Skinner Butte Blossoms
Despite that challenge, I tried thinking about it, and while reflecting, I came up with a few images. For example, I imagined that depression is like trying to run underneathe the waves of the winter ocean, akin to surfing on the opposite sides of the water. The cold tumbling currents wrap around your arms and legs, stiffening them, while also dragging and pulling on your body with the slightest movement. Or, I thought, depression is like having a companion monster who claims to love you, sit beside you on a little stool as it slowly, and remorselessly, eats your shadow, your shadow being that essential part of you which always keeps you rooted to the earth. The pain, the physical part, (aside from the lump that is just nearly in your throat), is a muscular hand clutching at the bottom of your brain stem, pushing blood up into your mind with a pulse or two. Fortunately, the grasp of that hand loosened today by a bit, probably because I had to get out of my own mind and attend to the necessary duty of going to school.

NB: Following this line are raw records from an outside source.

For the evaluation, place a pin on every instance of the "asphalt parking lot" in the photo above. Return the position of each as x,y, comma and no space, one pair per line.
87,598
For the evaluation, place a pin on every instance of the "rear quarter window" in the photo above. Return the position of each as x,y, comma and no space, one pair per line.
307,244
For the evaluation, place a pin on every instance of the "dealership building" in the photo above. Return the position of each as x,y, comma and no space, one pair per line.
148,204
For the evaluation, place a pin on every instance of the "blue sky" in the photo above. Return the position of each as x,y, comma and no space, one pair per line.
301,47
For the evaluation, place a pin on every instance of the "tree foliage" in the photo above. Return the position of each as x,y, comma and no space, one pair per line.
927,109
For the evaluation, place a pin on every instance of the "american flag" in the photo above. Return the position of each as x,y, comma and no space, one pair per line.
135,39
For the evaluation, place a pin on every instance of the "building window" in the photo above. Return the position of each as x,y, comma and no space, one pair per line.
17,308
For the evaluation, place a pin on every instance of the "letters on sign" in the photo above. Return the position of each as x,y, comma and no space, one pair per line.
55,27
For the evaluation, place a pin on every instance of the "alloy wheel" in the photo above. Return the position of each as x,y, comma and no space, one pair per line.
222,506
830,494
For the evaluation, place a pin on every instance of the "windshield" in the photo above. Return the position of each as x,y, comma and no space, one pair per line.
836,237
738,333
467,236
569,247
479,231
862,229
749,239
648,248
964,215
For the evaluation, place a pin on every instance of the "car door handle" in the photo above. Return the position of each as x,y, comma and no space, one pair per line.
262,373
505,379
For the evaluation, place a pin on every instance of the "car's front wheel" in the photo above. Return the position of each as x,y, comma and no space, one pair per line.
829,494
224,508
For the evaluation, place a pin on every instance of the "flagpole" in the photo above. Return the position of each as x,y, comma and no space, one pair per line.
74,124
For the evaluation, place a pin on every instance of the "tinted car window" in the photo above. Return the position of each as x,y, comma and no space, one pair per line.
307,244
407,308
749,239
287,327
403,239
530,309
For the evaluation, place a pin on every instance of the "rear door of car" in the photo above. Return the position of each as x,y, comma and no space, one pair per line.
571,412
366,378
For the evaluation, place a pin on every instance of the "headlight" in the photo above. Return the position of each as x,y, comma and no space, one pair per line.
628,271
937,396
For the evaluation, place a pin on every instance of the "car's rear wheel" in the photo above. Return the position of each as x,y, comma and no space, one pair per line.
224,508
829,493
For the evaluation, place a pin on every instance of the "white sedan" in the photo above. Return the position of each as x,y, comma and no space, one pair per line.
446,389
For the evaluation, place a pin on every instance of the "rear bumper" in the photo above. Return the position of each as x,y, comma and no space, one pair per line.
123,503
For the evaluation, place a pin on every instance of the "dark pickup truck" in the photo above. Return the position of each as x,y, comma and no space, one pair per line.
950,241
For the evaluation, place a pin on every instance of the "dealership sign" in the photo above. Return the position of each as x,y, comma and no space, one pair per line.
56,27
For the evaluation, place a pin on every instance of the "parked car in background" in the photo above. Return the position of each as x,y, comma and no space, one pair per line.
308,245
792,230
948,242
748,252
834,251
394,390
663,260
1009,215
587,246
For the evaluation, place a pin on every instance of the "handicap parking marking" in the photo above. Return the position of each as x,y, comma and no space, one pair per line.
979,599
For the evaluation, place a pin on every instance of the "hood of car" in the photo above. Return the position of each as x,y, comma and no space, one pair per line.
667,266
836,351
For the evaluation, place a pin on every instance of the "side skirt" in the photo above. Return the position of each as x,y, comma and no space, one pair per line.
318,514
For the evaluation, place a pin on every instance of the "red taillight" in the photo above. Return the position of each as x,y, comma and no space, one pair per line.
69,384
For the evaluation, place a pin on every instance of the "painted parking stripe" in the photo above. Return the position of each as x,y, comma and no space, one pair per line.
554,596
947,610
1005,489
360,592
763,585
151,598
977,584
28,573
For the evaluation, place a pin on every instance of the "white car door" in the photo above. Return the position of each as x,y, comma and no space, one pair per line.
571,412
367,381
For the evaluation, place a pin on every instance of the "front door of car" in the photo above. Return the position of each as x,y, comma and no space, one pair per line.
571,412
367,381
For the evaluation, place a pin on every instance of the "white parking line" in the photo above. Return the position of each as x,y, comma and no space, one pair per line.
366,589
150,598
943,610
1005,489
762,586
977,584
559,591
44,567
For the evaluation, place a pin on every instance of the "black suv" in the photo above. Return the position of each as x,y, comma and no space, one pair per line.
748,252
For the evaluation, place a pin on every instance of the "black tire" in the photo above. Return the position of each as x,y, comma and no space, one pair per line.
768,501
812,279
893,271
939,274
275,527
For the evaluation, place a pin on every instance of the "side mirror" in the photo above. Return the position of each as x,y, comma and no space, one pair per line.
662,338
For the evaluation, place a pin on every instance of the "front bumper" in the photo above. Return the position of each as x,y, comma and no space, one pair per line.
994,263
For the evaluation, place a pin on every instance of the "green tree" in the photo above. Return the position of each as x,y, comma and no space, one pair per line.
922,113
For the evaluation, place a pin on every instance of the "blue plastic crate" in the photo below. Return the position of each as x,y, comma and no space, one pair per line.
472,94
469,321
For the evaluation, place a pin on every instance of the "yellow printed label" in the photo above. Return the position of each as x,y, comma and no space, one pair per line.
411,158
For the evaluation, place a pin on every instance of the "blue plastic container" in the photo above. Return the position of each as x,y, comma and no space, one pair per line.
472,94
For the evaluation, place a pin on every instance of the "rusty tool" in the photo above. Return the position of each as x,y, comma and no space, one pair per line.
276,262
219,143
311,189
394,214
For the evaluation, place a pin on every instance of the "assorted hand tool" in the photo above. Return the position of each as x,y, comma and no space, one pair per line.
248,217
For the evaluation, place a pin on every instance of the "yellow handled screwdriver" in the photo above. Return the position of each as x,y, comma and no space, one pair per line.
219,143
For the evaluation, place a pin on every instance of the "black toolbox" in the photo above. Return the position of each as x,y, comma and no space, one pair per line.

But school is not without its own problems. The instructors, all who appear to competent in the field that they teach, while discussing the course and its requirements, insisted that we must keep notebooks. Now, to my view, notes are a personal responsibility thing. The notes and the method of taking them should always be individual to the student and adapted to his needs. Yet, these instructors insist on regimenting a particular method for keeping notes, organizing them and the like, and, of course, I balked. It seems, yet again (with corresponding flashbacks to my previous class with which I had trouble), that the instructors are emphasizing behaviour over knowledge. Rather than trust that each student will learn to the best of their ability, the instructors try to enforce a one-size-fits-all study method to a diverse group of students, and I cannot express just how much I hate this. But, as I thought about it, I figured that the real issue is that I have already earned an undergraduate degree and, in the process, have already learned how to think critically. So, rather than just passively accept what I am told like many of the other students do (especially the younger ones), I think about what the best method of learning on my own would be. And frankly, this notebook scheme isn't it. And that thought further led me to the conclusion that I have been a student for way too long.
I have a couple of school schedule anomalies that I will trying to work out in the next couple of days. It isn't anything too important, just another one of those hassles life throws at you. Speaking of which, I also need to do my taxes ASAP. And, I have a slow leak in the rear passenger-side tire of my car. Soon, I'll have those things done, but I really wish spring break was two weeks long rather than just the one.